MA Textiles student and AI artist Zheng Yuan, from China, incorporates the flourishing of life and the constant renewal of nature into his design for the Coronation Concert.
MA Animation student Adriana Scalisi is a digital artist from Italy with a background in graphic design. Through this animated work, she depicts the cyclical process of water, from rain to river to sea and back again, highlighting the never-ending flow of life.
This artwork by MA Information Experience Design student Liangqia Huang from China creates a dialogue between the starry sky and its observers, symbolising the flow of an unseen force through magnificent planets and dazzling rivers of stars.
Chinese artist Shiqi Sha who studies MA Moving Image depicts paths of stars crisscrossing in intricate patterns to explore the concept of destiny or a larger plan or purpose to which we are all connected.
MA Contemporary Art Practice student Yula Kim, from South Korea, is inspired by the role of nature in today's society and for the Coronation Concert created a sky view with natural colours from galaxies to visualise love and unity.
As founders of Orbital Bloom, German-Israeli artist Shira Wachsmann and Palestinian-Iraqi-American artist Dr Ameera Kawash are developing a digital garden that expresses the energy performance of buildings.
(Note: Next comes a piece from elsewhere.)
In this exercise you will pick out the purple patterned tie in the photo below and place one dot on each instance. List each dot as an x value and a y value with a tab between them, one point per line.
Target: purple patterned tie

They adapted their nature-inspired language for the concert to create a thriving digital ecosystem that inspires hope and care for our shared planetary future.
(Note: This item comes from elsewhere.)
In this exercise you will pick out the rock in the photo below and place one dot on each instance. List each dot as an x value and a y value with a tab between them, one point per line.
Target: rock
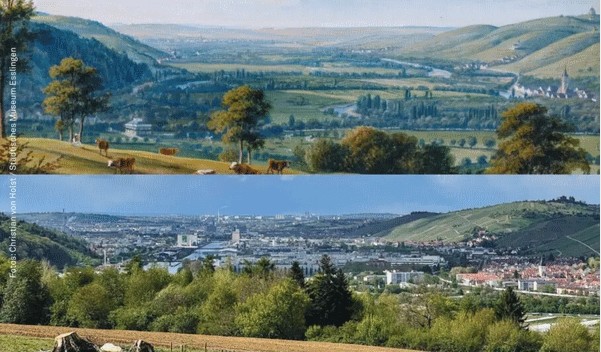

MA Information Experience Design student Rong Shi is a Chinese new media artist who designs interactive installations and immersive experiences. Her work depicts Romeo in the foreground, with the use of celestial imagery to reinforce the idea of a story of epic proportions determined by larger cosmic forces.
Taiwanese new media artist and motion graphic designer Yueh Huang who is studying MA Visual Communication, has created a poetic vision for the concert focusing on depicting emotions with a dominant use of cool tones.
MA Visual Communication student Jiachun Hu is an illustrator and artist who uses soft, gentle, and intuitive marks in her creative process. Her design features Romeo and Juliet dancing together in a romantic scene, which is set against the backdrop of erupting volcanoes that serve as fireworks.
Intrigued by AI’s ‘deep dive’ into the collective archive of memories, artists and MA Contemporary Art Practice students Yijia Wu and Ziwei Lu created a work that acts as an intimate conversation between us and technology.
South Korean visual artist and MA Information Experience Design student Yun Hyeong Park explores the connection between language and visual representation by depicting the moment of the King's Coronation as a bright early morning, with gold accents shining against a blue sky.
MA Digital Direction student Junyi Huang is a video game artist and fashion illustrator from China. His piece synthesises classical fashion illustration techniques and regal motifs weaving together interlaced stars, serene forests, tranquil oceans, and crystal-clear skies.
MA Painting student Shafina Jaffer is an abstract spiritual artist from Tanzania who is inspired by nature and impermanence. Her Coronation artwork depicts celebration, joy and dancing through the infinite cosmos of the finite under the auspices of a moon.